Fragestellung: Führt die Aspirationsthrombektomie im Vergleich zur Thrombektomie mit Stentretriever als Primärtherapie beim ischämischen Insult mit Verschluss der Arteria carotis interna oder der Arteria cerebri media zu einem vergleichbaren klinischen Erfolg?

Hintergrund: Die mechanische Rekanalisation von Verschlüssen der distalen Arteria carotis interna und der proximalen Arteria cerebri media wurde zunächst mit Stentretrievern etabliert. Die Thrombektomie führte in acht randomisierten Studien beim akuten ischämischen Insult in Kombination mit einer systemischen Thrombolyse zu besseren klinischen Ergebnissen als die Thrombolyse allein. Alternative Thrombektomiestrategien, insbesondere eine direkte Aspirationsthrombektomie in der First-Pass-Technik, sind vielversprechend, wurden aber bisher in randomisierten Studien nicht auf ihre klinische Wirksamkeit hin geprüft. Die COMPASS-Studie wurde durchgeführt, um zu beurteilen, ob Patienten, die initial mit einer Aspirationsthrombektomie behandelt werden, vergleichbare funktionelle Ergebnisse haben wie Patienten, die mit einem Stentretriever behandelt werden.
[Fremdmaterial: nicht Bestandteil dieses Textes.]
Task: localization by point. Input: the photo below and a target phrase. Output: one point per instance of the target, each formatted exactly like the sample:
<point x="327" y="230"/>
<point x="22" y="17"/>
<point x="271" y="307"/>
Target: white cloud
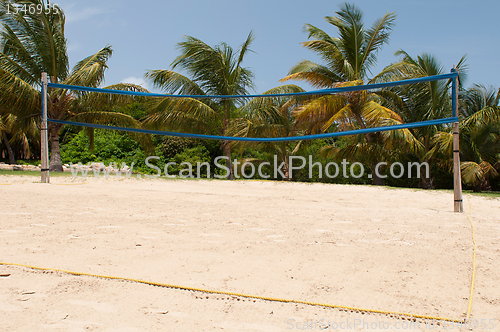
<point x="80" y="14"/>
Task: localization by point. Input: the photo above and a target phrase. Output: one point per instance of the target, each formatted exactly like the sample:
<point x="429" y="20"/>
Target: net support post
<point x="44" y="133"/>
<point x="457" y="177"/>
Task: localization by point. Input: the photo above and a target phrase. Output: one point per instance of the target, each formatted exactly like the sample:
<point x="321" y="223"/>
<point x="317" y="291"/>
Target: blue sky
<point x="144" y="34"/>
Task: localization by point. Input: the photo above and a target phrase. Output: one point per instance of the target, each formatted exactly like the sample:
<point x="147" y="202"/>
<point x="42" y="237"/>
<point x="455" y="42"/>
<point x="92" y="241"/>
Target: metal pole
<point x="457" y="177"/>
<point x="44" y="133"/>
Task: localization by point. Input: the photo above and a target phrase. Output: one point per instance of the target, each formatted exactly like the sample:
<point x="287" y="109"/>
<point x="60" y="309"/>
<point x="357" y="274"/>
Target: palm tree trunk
<point x="12" y="159"/>
<point x="55" y="154"/>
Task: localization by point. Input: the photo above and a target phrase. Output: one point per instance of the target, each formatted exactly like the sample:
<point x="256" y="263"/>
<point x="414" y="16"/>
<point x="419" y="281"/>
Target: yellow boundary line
<point x="211" y="291"/>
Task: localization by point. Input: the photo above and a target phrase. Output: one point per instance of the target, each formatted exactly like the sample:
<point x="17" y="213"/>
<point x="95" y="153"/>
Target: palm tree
<point x="480" y="144"/>
<point x="31" y="44"/>
<point x="272" y="117"/>
<point x="213" y="71"/>
<point x="348" y="60"/>
<point x="19" y="136"/>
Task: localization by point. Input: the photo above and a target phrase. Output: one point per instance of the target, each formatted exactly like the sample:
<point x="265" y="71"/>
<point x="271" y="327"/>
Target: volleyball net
<point x="453" y="76"/>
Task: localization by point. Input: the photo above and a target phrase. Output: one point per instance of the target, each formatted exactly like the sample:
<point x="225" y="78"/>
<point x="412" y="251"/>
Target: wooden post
<point x="457" y="176"/>
<point x="44" y="133"/>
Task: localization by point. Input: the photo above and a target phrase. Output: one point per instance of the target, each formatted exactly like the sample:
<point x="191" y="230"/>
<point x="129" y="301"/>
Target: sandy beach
<point x="358" y="246"/>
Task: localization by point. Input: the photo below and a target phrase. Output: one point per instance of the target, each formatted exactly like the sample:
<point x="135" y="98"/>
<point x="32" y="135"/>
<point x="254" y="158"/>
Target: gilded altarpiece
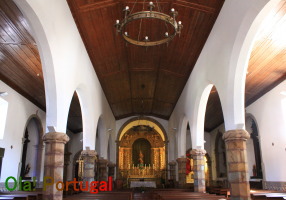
<point x="135" y="142"/>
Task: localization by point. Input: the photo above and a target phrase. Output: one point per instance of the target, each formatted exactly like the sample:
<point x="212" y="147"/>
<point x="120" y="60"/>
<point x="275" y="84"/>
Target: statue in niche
<point x="141" y="160"/>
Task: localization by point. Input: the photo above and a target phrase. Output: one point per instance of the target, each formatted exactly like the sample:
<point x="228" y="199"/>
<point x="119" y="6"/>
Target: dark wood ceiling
<point x="266" y="69"/>
<point x="137" y="80"/>
<point x="20" y="64"/>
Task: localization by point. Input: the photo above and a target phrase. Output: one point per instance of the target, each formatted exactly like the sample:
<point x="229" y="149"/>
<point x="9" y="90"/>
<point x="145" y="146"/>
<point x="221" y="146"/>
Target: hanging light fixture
<point x="166" y="36"/>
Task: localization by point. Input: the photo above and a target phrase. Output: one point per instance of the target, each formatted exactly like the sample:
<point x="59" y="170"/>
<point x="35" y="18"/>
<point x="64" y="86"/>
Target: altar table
<point x="150" y="184"/>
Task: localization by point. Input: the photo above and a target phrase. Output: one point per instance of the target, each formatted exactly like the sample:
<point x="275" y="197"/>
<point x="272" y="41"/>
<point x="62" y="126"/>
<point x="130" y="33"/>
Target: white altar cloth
<point x="134" y="184"/>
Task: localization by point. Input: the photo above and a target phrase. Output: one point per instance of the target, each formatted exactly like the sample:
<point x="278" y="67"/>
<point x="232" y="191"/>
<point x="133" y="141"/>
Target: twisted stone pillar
<point x="182" y="171"/>
<point x="199" y="170"/>
<point x="54" y="164"/>
<point x="172" y="170"/>
<point x="102" y="169"/>
<point x="89" y="157"/>
<point x="235" y="143"/>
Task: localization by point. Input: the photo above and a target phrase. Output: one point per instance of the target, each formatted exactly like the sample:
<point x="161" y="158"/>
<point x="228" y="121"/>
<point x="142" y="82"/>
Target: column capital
<point x="111" y="164"/>
<point x="102" y="161"/>
<point x="56" y="137"/>
<point x="172" y="163"/>
<point x="198" y="152"/>
<point x="91" y="153"/>
<point x="181" y="160"/>
<point x="237" y="134"/>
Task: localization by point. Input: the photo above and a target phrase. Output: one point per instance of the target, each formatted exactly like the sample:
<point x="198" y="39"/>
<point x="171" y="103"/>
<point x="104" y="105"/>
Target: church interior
<point x="175" y="99"/>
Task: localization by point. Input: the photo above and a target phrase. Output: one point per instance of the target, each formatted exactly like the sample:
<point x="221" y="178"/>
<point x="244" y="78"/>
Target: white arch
<point x="182" y="136"/>
<point x="46" y="61"/>
<point x="66" y="65"/>
<point x="198" y="117"/>
<point x="233" y="93"/>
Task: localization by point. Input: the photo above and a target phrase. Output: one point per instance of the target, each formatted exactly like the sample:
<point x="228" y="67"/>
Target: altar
<point x="142" y="157"/>
<point x="145" y="184"/>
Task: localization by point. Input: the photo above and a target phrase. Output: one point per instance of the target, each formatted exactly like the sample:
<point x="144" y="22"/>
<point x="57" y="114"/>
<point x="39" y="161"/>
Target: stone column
<point x="199" y="169"/>
<point x="172" y="170"/>
<point x="54" y="163"/>
<point x="89" y="157"/>
<point x="235" y="142"/>
<point x="182" y="171"/>
<point x="111" y="169"/>
<point x="66" y="164"/>
<point x="102" y="169"/>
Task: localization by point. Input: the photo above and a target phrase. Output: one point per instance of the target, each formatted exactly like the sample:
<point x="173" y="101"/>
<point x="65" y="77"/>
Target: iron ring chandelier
<point x="149" y="14"/>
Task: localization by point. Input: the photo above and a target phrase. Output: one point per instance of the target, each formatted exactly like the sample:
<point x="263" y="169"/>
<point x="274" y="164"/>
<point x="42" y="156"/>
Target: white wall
<point x="32" y="149"/>
<point x="19" y="111"/>
<point x="74" y="146"/>
<point x="270" y="114"/>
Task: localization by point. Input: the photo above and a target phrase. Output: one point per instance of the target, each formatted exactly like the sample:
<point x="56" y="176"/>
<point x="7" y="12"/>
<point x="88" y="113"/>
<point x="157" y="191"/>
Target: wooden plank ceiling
<point x="266" y="68"/>
<point x="135" y="80"/>
<point x="20" y="64"/>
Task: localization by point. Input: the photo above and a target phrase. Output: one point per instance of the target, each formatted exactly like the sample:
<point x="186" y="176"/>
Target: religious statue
<point x="141" y="161"/>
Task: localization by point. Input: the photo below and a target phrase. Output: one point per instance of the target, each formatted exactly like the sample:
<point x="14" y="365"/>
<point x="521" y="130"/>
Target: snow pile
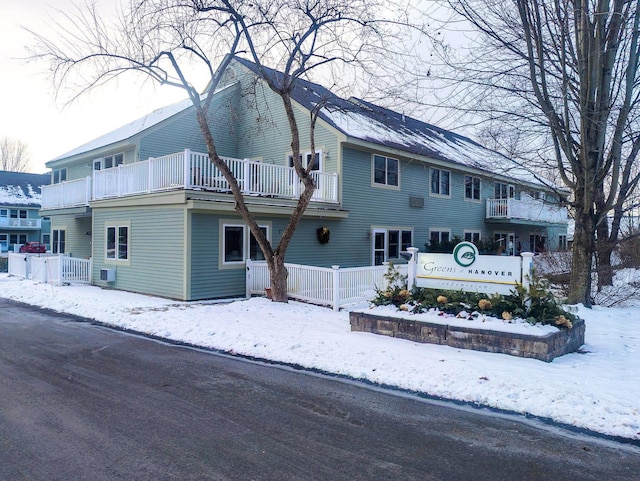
<point x="596" y="389"/>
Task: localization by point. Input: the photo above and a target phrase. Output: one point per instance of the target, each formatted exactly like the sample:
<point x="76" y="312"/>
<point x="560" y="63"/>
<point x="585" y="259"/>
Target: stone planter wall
<point x="544" y="348"/>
Patienten und Methodik: COMPASS war eine multizentrische, randomisierte, offene Studie mit verblinderter Evaluation der Endpunkte. Eingeschlossen wurden Patienten, die einen akuten ischämischen Schlaganfall und in der Angiografie einen Gefäßverschluss in der vorderen Zirkulation aufwiesen. Die Randomisierung musste innerhalb von sechs Stunden nach Beginn der Symptomatik erfolgen. Die Ersttherapie erfolgte entweder als Aspirationsthrombektomie oder mit einem Stentretriever. Wenn die Rekanalisation im ersten Anlauf nicht gelang, blieb es dem Behandler überlassen, mit welcher Methode er die Behandlung fortsetzte. Die Nullhypothese der Studie war, dass der funktionelle Outcome bei jenen Patienten, die mit einem Aspirationskatheter behandelt wurden, schlechter war als bei denjenigen, die mit einem Stentretriever behandelt wurden.

Der primäre Endpunkt der Studie war die Nichtunterlegenheit des klinischen funktionellen Ergebnisses nach 90 Tagen, gemessen am Prozentsatz der Patienten, die einen Wert von 0–2 auf der modifizierten Rankin-Skala (mRS) erreichten. Alle randomisierten Patienten wurden in die Sicherheitsanalysen einbezogen.

Ergebnisse: Zwischen Juni 2015 und Juli 2017 wurden 270 Patienten randomisiert: 134 erhielten Aspirationsthrombektomie und 136 eine Therapie mit einem Stentretriever. Die Patienten waren im Mittel 71,5 Jahre alt. Der mediane NIHSS-Wert betrug 17. Zwei Drittel der Patienten hatten einen Verschluss der Arteria cerebri media. Eine zusätzliche systemische Thrombolyse erfolgte bei 70 % der Patienten. Einen mRS-Score von 0–2 nach 90 Tagen erreichten 69 Patienten in der Aspirationsgruppe (52 %) und 67 Patienten (50 %) in der Stentretrievergruppe. Der p-Wert für Nichtinferiorität betrug 0,0014. 90 % der Patienten erreichten eine erfolgreiche Rekanalisation, gemessen mit der TICI(thrombolysis in cerebral infarction)-Klassifikation (Grad 2b; 50–89 % Reperfusion). Asymptomatische und symptomatische intrakranielle Blutungen traten bei 48 von 134 (36 %) Patienten in der Aspirationsgruppe auf und bei 46 von 135 (34 %) in der Stentretrievergruppe. Symptomatische intrazerebrale Blutungen erlitten jeweils 6 % der Patienten in beiden Gruppen. Die Gesamtmortalität nach drei Monaten betrug 22 % (jeweils 30 Patienten) in beiden Gruppen.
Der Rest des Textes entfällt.